Written by
Nickolay Shmyrev
on
Speech Recognition As Experimental Science
It's well known there are two types of physics - theoretical one and experimental. During the school I always liked doing the last, measuring the speed of a ball or voltage, plotting the graphics and so on. Unforunately in later days I was mostly doing math or programming. Only recently when I started to spend a lot of time on speech recognition I found why do I like it so much - it's also an experimental science.
When you build a speech recogniton system your time is mostly spent on all these beautiful things. Setting up the database training, running the learning process, tracking the results. You are trying understand the nature and find it's laws, you want to find the best feature set, phoneset, find the beams and more and more. You have an experimental material and sometimes it appeared there are things you forget to take in account. The activity that's really encouraging.

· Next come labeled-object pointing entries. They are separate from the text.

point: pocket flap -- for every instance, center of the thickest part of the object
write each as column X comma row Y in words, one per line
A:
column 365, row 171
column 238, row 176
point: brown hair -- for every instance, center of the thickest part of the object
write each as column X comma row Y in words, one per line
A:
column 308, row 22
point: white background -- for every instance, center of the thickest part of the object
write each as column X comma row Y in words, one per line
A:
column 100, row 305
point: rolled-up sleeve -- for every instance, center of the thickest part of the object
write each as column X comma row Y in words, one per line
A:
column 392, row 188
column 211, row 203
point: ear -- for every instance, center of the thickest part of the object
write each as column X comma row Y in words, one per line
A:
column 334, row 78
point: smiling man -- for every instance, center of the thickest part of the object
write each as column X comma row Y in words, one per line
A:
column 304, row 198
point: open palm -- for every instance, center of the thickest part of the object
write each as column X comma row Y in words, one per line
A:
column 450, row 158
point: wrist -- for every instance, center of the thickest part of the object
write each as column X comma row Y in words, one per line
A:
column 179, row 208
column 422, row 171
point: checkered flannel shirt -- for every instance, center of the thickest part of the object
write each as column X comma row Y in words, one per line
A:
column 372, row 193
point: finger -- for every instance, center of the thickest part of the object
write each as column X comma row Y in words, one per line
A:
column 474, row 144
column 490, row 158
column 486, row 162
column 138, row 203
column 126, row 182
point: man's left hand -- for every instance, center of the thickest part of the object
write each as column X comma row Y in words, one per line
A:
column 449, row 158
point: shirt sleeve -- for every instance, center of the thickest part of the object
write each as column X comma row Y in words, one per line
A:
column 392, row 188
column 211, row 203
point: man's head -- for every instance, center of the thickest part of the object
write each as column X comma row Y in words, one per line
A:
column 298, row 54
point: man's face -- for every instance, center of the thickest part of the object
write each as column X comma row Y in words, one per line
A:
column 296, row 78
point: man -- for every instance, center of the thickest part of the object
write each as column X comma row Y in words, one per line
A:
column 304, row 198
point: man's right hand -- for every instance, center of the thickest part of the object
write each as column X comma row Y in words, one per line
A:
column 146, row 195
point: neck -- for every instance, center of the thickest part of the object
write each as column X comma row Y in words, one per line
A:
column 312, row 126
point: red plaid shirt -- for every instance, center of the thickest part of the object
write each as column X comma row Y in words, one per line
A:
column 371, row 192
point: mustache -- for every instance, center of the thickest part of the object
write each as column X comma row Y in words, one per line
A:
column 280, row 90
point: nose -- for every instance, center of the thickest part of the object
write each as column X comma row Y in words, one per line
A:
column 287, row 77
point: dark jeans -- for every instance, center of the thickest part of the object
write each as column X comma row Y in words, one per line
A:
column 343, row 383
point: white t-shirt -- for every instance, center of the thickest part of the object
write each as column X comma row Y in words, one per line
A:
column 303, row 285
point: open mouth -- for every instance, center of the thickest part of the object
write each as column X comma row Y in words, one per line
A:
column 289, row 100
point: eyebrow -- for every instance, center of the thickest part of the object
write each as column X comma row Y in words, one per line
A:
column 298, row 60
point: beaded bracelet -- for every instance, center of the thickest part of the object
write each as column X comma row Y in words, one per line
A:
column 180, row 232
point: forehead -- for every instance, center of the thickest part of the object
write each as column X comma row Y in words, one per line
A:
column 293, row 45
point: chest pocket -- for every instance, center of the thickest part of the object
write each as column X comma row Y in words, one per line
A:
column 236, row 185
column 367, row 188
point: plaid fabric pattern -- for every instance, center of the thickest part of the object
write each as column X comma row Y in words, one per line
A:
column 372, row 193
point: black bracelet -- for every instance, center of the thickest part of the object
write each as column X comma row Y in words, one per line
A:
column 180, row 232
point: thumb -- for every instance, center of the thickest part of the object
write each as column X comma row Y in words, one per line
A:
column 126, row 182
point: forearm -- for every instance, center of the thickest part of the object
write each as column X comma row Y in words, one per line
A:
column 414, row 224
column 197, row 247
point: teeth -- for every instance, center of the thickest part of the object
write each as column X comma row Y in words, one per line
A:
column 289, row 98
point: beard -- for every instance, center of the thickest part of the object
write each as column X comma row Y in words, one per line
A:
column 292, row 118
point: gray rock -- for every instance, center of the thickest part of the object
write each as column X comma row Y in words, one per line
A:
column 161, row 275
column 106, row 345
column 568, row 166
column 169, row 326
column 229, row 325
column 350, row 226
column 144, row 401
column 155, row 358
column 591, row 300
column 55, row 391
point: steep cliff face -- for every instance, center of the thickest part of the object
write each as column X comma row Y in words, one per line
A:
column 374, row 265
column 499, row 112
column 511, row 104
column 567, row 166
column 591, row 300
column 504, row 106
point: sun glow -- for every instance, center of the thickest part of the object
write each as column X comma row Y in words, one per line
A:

Of course there are important drawbacks, issues like proper
design of the experiments arise. Unfortunately it's not widely described in the literature but speech recognition experiments are just an examples of experiments so all issues are valid for them. To list a few:
- Reproducability
- Connection of the theory and the practice
- Estimation of the results and their validity
For example the last point is very important. Currently when we are running the the database test we just get a number. We are trying to rely on it without even estimating the deviation and other very important attributes of every scientific measurement. As the result we make unreliable decisions like
I did with MLLT transform. I now think that we should be more careful about that.
So that's why I started with the forementioned wikipedia page trying to find a good book on experiment design and of course it would be nice to find an appropriate software for experiment management workflow.